The influence of the cation structure on the basicity-related polarity of ionic liquids

UV/Vis absorption data of (E)-4-(2-[5-{4,4,5,5-tetramethyl-1,3,2-dioxaborolane-2-yl}thiene-2-yl]vinyl)-2-(dicyano-methylene)-3-cyano-5,5-dimethyl-2,5-dihydrofuran (ThTCF) as a solvatochromic probe is applied to examine the anion coordination strength (e.g. of N(CN)(2), BF4, PF6, N(Tf)(2), CF3COO) as a function of the cation structure of ionic Liquids. Several 1-n-alky-3-methylimidazolium- and tetraalkylammonium CH3-NR3+-based ILs with different n-alkyl chain lengths (R = -C4H9, -C6H11, -C8H17, -C10H21) are considered. UV/Vis absorption data of ThTCF show subtle correlations with hydrogen bond accepting (HBA) ability-related measurands such as Kamlet-Taft beta, Freire's E-HB, and Laurence beta(1) parameter as a function of anion and cation structure. The different influence of the n-alkyl chain length of imidazolium- and tetraalkylammonium-based ILs on the dipolarity and HBA strength is confirmed by comparison with the N-14 isotropic hyperfine coupling constants (A(iso)) of a positively (CATI) and negatively charged spin probe (TSKCr) of TEMPO-type [(2,2,6,6-tetramethylpiperidin-1-yl)oxyl] and quantum chemically derived dipoles of the cations.
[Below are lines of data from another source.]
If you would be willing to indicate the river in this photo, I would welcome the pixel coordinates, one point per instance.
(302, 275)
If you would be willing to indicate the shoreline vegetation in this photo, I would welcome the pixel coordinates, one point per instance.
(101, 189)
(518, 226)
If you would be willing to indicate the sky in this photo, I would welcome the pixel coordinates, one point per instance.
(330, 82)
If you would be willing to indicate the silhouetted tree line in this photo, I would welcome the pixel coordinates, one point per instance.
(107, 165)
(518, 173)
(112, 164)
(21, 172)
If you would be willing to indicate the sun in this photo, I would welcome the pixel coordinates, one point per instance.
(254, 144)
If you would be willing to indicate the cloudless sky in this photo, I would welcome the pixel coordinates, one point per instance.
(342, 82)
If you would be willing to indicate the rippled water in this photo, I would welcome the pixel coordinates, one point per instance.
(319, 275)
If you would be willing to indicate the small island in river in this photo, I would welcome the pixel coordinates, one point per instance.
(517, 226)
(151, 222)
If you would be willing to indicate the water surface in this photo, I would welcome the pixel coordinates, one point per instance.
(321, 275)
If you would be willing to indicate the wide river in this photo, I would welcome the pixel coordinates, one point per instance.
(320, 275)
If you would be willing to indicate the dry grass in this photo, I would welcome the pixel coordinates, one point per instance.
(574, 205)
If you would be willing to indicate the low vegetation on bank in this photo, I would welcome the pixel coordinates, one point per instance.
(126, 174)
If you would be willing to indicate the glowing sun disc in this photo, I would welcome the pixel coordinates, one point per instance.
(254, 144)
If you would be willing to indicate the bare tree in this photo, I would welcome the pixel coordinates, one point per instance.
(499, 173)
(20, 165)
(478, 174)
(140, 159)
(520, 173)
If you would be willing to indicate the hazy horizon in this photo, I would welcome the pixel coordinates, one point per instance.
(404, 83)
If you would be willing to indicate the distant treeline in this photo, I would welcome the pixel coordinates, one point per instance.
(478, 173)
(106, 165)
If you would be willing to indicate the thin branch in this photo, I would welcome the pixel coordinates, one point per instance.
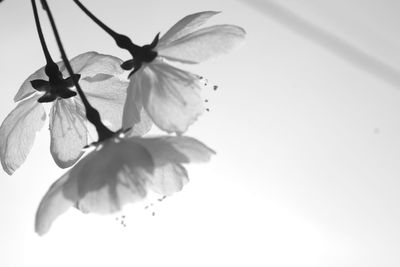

The A(iso) values correlate with the absorption energy of ThTCF and E-HB, but in different ways depending on the anion or charge of the spin probe. In a final discussion of the beta, E-HB, and beta(1) scales in relation to ThTCF, the importance of the molar concentration N of ionic Liquids for the physical significance of the respective parameters is discussed.